Le samedi 26 février 2005

 

Lynda Lemay 

 

Du pareil au même

Alexandre Vigneault

La Presse

Revoilà Lynda Lemay, celle qui écrit plus vite que son ombre. Un paradis quelque part, c'est ce fameux album « imprévu » dont elle parlait l'an dernier, ce disque qui s'est écrit tout seul, parallèlement à celui d'avant et à son « opéra-folk » intitulé Un éternel hiver, créé à Lille, il y a tout juste un mois. Une autre collection de chansons qui ne déroge en rien, ou si peu, de sa manière verbeuse et appuyée.

Son terrain de jeux (de mots), c'est encore et toujours l'intime. Lynda Lemay cherche encore à révéler ce qui se terre dans les silences embarrassés ou dans la brume d'un regard fuyant. Elle évoque la fausse couche en quatre paragraphe bien tassés dans J't'ai pas entendu mourir. Elle plaint un père alcoolique dans On te ramasse. Elle met en scène les tourments d'une fille qui ne veut ni voir sa mère souffrir ni la voir mourir dans Paul-Émile a des fleurs.
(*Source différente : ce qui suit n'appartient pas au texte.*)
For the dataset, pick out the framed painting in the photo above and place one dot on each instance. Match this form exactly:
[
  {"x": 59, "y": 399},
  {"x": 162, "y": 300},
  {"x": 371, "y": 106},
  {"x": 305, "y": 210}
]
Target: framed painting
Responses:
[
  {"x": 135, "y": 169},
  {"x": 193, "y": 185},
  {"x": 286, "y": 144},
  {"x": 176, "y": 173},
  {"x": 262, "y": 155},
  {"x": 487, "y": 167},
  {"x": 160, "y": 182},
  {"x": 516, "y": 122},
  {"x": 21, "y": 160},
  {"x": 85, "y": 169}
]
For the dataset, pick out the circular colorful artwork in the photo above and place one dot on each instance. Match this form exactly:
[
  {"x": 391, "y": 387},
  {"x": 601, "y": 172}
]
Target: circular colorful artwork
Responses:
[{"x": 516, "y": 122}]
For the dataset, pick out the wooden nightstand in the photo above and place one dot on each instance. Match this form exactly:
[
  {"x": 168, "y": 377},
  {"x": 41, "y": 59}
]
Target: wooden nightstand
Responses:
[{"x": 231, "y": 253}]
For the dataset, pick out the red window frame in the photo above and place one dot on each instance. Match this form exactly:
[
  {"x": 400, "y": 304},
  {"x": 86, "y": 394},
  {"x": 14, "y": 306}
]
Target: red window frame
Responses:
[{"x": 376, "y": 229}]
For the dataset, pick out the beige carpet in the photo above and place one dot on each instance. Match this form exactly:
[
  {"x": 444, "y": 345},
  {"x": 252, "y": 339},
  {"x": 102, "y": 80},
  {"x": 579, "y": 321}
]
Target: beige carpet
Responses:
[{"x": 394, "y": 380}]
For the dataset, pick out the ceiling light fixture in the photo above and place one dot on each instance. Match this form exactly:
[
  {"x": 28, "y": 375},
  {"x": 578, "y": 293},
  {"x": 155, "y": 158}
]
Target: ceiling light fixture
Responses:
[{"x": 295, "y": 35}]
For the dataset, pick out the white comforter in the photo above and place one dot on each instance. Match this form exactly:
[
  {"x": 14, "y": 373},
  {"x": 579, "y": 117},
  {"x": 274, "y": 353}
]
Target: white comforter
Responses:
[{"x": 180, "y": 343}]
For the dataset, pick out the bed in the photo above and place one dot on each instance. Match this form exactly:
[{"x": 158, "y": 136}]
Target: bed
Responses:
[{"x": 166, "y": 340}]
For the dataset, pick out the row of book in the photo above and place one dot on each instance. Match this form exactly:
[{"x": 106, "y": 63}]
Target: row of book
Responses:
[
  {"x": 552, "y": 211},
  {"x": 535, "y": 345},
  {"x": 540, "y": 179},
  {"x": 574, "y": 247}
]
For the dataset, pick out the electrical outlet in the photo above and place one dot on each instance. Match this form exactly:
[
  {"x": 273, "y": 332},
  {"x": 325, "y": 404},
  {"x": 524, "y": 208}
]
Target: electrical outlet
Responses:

Sur un ton moins larmoyant, elle relate avec un (grand) sourire en coin une visite chez le dentiste, ce qui lui fait songer que Monica (Lewinsky, stagiaire chérie de Clinton) avait peut-être la mâchoire gelée lors de ses visites dans le bureau Ovale « puisque c'est par le bas / qu'elle fumait des cigares ». Elle s'épanche ensuite sur le mal de l'air et prend un ton faussement dramatique pour se moquer de son âge. Unique surprise, Kevin Parent participe à la chanson Les Torchons, duo alambiqué qui multiplie les détournements d'expressions populaires et mise très fort sur sa chute: « Si c'est vrai que le temps, c'est du foin / j'ai une moyenne botte de crédit! »

 



Bien sûr, ceux que les caricatures de Lynda Lemay font déjà rire continueront de se taper sur les cuisses. Ceux que ses portraits intimes font déjà larmoyer continueront de renifler. En revanche, ceux qui trouvent qu'elle écrit trop- pas mal, juste trop, sans élaguer- continueront de trouver les fils de ses chansons gros comme des lignes à haute tension ou d'être irrités par son ton souvent infantilisant et sa manière de surjouer ses textes. Ceux-là trouveront peut-être, comme moi, que la chanson Les Canards, où il est question de la noyade d'un enfant, est l'exemple parfait d'un dérapage à la Lynda Lemay: une idée potentiellement poétique... gâchée par trop de banalités.